In a post to social media, she said the Giggle v Tickle appeal proceedings were finally finished, more three years after Tickle first filed a discrimination suit.
Grover was originally taken to court after refusing Tickle access to the app, an action which was later ruled to be discriminatory.
“We took facts and the correct construction of that law into the courtroom,” she posted on X on 7 August.
“No emotion, no ideology, just reality. This was the instruction I gave, and it was achieved.
Under the previous ruling, Tickle was awarded $10,000 plus costs after Justice Robert Bromwich ruled the case was discrimination.
The case, which took place in 2022, was the first case of gender identity in the Australian legal system.
Gender discrimination case shows the urgent need for a reality check
In her appeal, Grover claimed Tickle was not discriminated against indirectly as she was unaware Tickle was transgender at the time of the ban.
Grover has also come under fire for refusing to refer to Tickle with female pronouns.
The appeal, which took place in early August, did not include a constitutional challenge like the original trial but focussed heavily on the conclusions drawn from the previous suit.
The appeal is in part about the definition of “woman” and whether, as Bromwich ruled in the original case, trans-identified males who claim to be women must be included.
Director, Public Affairs and Engagement for the Archdiocese of Sydney Monica Doumit said the case was “beyond parody.”
“To think that the full bench of the Federal Court is being asked to define something as obvious as what it means to be a woman should be comical, but it’s not,” she said.
“It’s a demonstration of the lengths to which modern-day suffragettes like Sall Grover need to go to preserve women’s only spaces for all women.”

Grover also slammed the ruling, saying the trial “was a circus” and Bromwich was “aggressively hostile.”
The ruling follows the 2013 amendments to the Sex Discrimination Act, which made it unlawful to discriminate against a person based on sexual orientation or gender identity.
Grover hit out at this ruling, saying Sex Discrimination Commissioner Dr Anna Cody’s definition of the law was “bonkers.”
“It is gender ideology in legalese,” Grover said.
“It is an attempt to enshrine a zeitgeist into legislation, while ignoring every group the Sex Discrimination Act exists to protect in favour of one group: men who claim to be women.”
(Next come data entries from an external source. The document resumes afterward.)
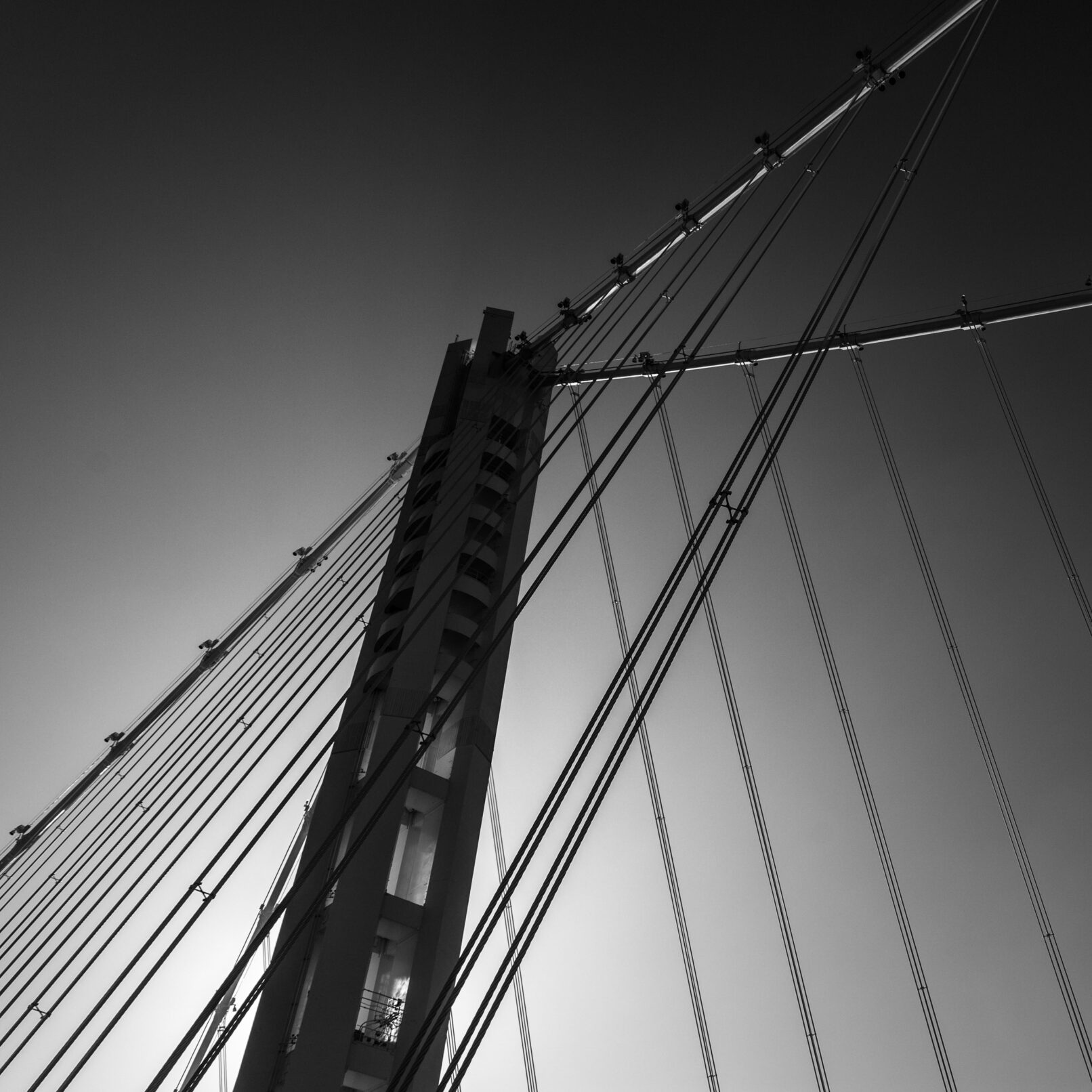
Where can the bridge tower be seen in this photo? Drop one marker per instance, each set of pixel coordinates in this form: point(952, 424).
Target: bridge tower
point(356, 984)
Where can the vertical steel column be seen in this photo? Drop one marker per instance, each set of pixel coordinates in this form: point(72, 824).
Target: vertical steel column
point(362, 976)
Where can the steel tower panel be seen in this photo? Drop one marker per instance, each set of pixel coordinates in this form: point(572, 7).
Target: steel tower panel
point(357, 983)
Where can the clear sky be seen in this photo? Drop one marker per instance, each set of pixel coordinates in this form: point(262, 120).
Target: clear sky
point(234, 249)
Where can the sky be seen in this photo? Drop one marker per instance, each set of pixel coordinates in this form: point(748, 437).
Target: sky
point(234, 251)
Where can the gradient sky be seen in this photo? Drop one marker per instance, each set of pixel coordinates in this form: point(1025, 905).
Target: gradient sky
point(234, 251)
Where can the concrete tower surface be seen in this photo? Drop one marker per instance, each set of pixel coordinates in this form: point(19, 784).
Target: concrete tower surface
point(357, 983)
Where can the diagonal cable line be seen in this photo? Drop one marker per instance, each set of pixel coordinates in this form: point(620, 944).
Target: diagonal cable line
point(1036, 483)
point(895, 891)
point(667, 858)
point(979, 726)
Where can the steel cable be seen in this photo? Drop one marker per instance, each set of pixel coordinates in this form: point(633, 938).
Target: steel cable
point(864, 783)
point(979, 726)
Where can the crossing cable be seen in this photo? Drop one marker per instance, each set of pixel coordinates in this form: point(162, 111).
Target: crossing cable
point(826, 115)
point(191, 701)
point(289, 862)
point(521, 1002)
point(426, 742)
point(273, 595)
point(864, 783)
point(194, 742)
point(205, 824)
point(255, 742)
point(451, 1041)
point(758, 815)
point(982, 737)
point(647, 282)
point(1031, 469)
point(64, 826)
point(917, 149)
point(674, 890)
point(438, 722)
point(236, 833)
point(75, 912)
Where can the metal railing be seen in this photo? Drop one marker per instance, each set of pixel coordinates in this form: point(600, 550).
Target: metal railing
point(379, 1019)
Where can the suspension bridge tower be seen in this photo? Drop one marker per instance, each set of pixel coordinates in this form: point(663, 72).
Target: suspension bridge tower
point(358, 979)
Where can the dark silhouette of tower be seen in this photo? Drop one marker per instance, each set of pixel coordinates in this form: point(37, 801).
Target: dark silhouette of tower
point(356, 984)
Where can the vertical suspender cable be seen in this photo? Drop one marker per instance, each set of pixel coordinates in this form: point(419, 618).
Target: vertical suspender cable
point(765, 844)
point(705, 1041)
point(933, 1026)
point(1036, 482)
point(1024, 861)
point(521, 1002)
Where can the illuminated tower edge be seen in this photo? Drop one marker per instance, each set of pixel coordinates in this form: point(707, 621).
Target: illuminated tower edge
point(356, 985)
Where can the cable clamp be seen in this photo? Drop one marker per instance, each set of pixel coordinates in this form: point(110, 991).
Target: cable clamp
point(876, 76)
point(623, 272)
point(969, 319)
point(771, 157)
point(650, 366)
point(690, 223)
point(415, 728)
point(213, 652)
point(569, 317)
point(721, 501)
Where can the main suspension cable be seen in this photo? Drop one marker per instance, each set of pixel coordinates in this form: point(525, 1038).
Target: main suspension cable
point(917, 149)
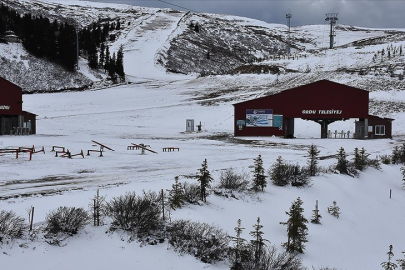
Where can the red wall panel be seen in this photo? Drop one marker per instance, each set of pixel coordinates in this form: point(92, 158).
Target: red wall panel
point(319, 100)
point(10, 98)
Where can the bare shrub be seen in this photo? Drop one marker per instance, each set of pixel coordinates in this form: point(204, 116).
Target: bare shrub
point(234, 180)
point(271, 259)
point(11, 225)
point(385, 159)
point(66, 220)
point(206, 242)
point(298, 176)
point(191, 193)
point(137, 214)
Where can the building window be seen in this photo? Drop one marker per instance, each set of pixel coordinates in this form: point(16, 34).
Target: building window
point(380, 130)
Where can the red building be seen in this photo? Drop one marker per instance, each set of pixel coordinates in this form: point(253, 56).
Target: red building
point(13, 120)
point(323, 102)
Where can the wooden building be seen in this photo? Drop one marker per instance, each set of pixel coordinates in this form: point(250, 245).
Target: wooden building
point(13, 120)
point(323, 102)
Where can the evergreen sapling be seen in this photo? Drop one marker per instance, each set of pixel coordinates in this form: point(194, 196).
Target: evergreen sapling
point(316, 217)
point(388, 265)
point(259, 180)
point(205, 179)
point(334, 210)
point(176, 195)
point(296, 228)
point(312, 162)
point(258, 243)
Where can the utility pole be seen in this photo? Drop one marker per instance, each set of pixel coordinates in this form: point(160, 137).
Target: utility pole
point(332, 18)
point(288, 16)
point(77, 47)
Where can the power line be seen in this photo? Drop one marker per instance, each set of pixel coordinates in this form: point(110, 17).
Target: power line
point(177, 5)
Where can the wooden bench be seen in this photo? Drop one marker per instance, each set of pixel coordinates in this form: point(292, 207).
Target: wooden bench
point(169, 149)
point(58, 147)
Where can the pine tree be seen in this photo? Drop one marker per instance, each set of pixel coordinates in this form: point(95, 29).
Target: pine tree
point(258, 243)
point(176, 195)
point(342, 165)
point(312, 162)
point(102, 55)
point(396, 156)
point(402, 153)
point(296, 228)
point(360, 159)
point(111, 68)
point(204, 177)
point(107, 59)
point(316, 217)
point(259, 180)
point(334, 210)
point(277, 172)
point(401, 262)
point(388, 265)
point(120, 64)
point(239, 253)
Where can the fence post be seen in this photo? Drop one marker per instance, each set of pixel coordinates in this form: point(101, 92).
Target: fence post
point(163, 205)
point(31, 217)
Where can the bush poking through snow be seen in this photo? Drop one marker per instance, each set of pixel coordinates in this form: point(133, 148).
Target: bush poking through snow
point(191, 193)
point(11, 225)
point(259, 179)
point(389, 265)
point(334, 210)
point(205, 242)
point(66, 220)
point(385, 159)
point(137, 214)
point(176, 195)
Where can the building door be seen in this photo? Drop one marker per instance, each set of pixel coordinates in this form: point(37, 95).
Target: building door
point(289, 127)
point(5, 126)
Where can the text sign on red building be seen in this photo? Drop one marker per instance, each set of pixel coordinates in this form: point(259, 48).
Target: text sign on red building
point(259, 118)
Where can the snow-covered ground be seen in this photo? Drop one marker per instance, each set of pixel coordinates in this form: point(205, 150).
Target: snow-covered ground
point(153, 110)
point(119, 116)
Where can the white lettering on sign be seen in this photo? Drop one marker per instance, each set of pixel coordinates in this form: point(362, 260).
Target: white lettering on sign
point(321, 111)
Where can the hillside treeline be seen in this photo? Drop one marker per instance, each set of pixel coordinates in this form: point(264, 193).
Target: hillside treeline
point(57, 41)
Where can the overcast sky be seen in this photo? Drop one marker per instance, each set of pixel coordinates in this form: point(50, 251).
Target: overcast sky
point(365, 13)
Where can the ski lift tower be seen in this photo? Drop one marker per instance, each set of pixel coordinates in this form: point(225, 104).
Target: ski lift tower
point(332, 18)
point(288, 16)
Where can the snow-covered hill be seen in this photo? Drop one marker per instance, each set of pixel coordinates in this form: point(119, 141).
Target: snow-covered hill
point(161, 42)
point(163, 61)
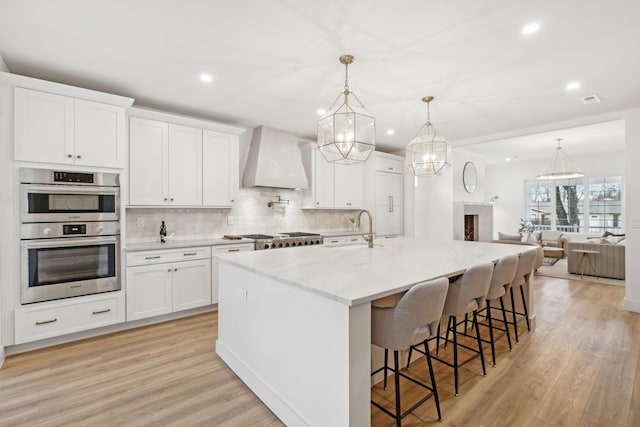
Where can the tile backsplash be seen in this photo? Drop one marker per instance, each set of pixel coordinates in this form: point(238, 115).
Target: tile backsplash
point(250, 215)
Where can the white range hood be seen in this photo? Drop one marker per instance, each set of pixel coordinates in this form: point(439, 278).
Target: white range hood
point(275, 160)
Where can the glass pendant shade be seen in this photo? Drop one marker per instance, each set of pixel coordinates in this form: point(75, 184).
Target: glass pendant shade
point(346, 134)
point(560, 166)
point(427, 153)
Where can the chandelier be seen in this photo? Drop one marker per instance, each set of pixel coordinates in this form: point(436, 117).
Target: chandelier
point(427, 151)
point(560, 166)
point(346, 134)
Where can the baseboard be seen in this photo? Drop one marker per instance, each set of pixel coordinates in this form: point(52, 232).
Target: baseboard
point(632, 305)
point(269, 397)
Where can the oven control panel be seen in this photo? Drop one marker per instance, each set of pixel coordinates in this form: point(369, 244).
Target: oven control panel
point(51, 230)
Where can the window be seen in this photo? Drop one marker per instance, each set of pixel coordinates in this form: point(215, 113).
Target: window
point(605, 205)
point(583, 205)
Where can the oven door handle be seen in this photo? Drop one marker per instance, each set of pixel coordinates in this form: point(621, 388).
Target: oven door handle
point(66, 242)
point(69, 189)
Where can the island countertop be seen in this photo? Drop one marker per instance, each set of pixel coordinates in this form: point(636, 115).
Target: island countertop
point(355, 274)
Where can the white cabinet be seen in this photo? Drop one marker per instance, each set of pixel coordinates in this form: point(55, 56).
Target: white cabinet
point(332, 186)
point(45, 320)
point(165, 164)
point(240, 247)
point(52, 128)
point(165, 281)
point(389, 182)
point(176, 165)
point(220, 169)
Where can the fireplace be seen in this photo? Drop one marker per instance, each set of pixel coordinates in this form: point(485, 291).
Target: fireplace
point(471, 228)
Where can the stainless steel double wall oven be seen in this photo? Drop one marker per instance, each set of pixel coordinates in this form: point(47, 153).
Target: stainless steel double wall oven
point(70, 234)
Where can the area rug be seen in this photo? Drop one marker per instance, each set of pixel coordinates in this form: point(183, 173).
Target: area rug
point(559, 270)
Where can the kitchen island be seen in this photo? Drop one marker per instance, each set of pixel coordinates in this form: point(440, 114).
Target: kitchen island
point(294, 324)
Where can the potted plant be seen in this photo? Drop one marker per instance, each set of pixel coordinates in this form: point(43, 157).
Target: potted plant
point(526, 227)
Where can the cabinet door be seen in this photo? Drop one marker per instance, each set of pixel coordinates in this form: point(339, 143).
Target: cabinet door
point(43, 127)
point(219, 168)
point(388, 215)
point(214, 265)
point(349, 186)
point(99, 134)
point(191, 284)
point(185, 165)
point(148, 162)
point(323, 182)
point(149, 291)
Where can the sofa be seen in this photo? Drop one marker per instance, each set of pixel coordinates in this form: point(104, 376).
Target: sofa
point(608, 262)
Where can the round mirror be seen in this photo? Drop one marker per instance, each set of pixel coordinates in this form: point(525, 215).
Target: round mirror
point(469, 177)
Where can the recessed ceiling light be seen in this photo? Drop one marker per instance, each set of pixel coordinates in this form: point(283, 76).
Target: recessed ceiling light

She said if lawmakers felt trans-identified males needed protection, they should create another Act instead of amending the existing one which protects women.
“Women need laws too and the Sex Discrimination Act has to not only include but protect women otherwise there is absolutely no point to it,” she said.
Although Grover said she felt confident, she also conceded the case might go to the High Court and, if this were to be the case, she would continue to fight.

“I would definitely take it if need be, and I have no doubt that the other side feels the same,” she said.
“We have proven that, while gender ideology has institutional support, the power of the people want reality.”
Women’s Forum Australia CEO Rachael Wong says the belief a person can change their sex, championed by LGBT advocacy groups and at the centre of the trial, was “some of the nonsense spoken” in the case.
“Human beings cannot change sex. Men can never be women. And men do not belong in female-only spaces, no matter how they identify,” she said in her newsletter.
“The case has far-reaching implications for women’s sex-based rights in Australia and protections for female-only spaces, services and sports, and we hope the judges side with truth, reality and common sense in their judgement.”